Selama ini, pembahasan mengenai impor minyak sering kali berakhir pada persoalan harga, diplomasi, alias hubungan jual beli antarnegara. Faktanya, minyak merupakan salah satu komoditas paling vital bagi nyaris seluruh aktivitas ekonomi. Dari sektor transportasi, industri manufaktur, hingga pengedaran bahan pangan, semuanya berjuntai pada kesiapan energi.
Ketika nilai minyak bumi melonjak, biaya produksi meningkat, ongkos logistik bertambah, dan nilai barang-barang kebutuhan masyarakat ikut terdorong naik. Efek berantainya kemudian bermuara pada satu parameter nan sangat diperhatikan oleh pemerintah dan Bank Indonesia, ialah inflasi.
Energi dan Inflasi
Di sinilah kebijakan daya berkelindan dengan kebijakan moneter. Banyak masyarakat menganggap pengendalian inflasi sepenuhnya merupakan tugas Bank Indonesia melalui pengaturan suku kembang acuan.

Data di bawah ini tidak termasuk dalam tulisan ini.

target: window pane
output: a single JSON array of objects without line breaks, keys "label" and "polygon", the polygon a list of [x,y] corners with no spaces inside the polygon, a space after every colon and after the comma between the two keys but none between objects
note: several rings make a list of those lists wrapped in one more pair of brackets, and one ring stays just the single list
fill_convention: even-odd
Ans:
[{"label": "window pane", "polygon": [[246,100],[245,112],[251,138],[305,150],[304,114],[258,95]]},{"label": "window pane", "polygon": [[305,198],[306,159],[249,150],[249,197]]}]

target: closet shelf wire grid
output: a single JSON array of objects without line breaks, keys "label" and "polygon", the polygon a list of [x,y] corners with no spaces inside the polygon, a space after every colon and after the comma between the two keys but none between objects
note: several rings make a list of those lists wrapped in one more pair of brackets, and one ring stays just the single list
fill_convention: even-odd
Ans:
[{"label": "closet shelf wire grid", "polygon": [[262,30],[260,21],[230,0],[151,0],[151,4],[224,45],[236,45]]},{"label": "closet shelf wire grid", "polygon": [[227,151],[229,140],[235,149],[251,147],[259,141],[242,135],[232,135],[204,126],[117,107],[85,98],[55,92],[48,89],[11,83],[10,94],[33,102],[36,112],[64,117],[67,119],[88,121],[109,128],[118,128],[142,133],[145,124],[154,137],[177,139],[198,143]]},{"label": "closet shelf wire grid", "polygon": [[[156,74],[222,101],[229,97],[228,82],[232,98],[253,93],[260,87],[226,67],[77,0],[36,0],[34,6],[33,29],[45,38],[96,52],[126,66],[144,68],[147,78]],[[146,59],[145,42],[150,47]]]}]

Anggapan tersebut tidak sepenuhnya keliru, tetapi juga tidak sepenuhnya benar. Inflasi tidak hanya dipengaruhi oleh tingginya permintaan masyarakat, melainkan juga oleh aspek penawaran, tanpa terkecuali nilai energi.
Ketika pemerintah bisa memperoleh pasokan minyak dengan nilai nan lebih kompetitif dan sumber nan lebih beragam, tekanan terhadap biaya daya domestik dapat terkendali. Dampaknya tidak hanya mengurangi beban subsidi daya dalam Anggaran Pendapatan dan Belanja Negara (APBN), tetapi juga membantu menjaga stabilitas nilai peralatan dan jasa. Dengan biaya transportasi dan pengedaran nan relatif terkendali, akibat kenaikan nilai pangan maupun kebutuhan pokok lainnya menjadi lebih terukur.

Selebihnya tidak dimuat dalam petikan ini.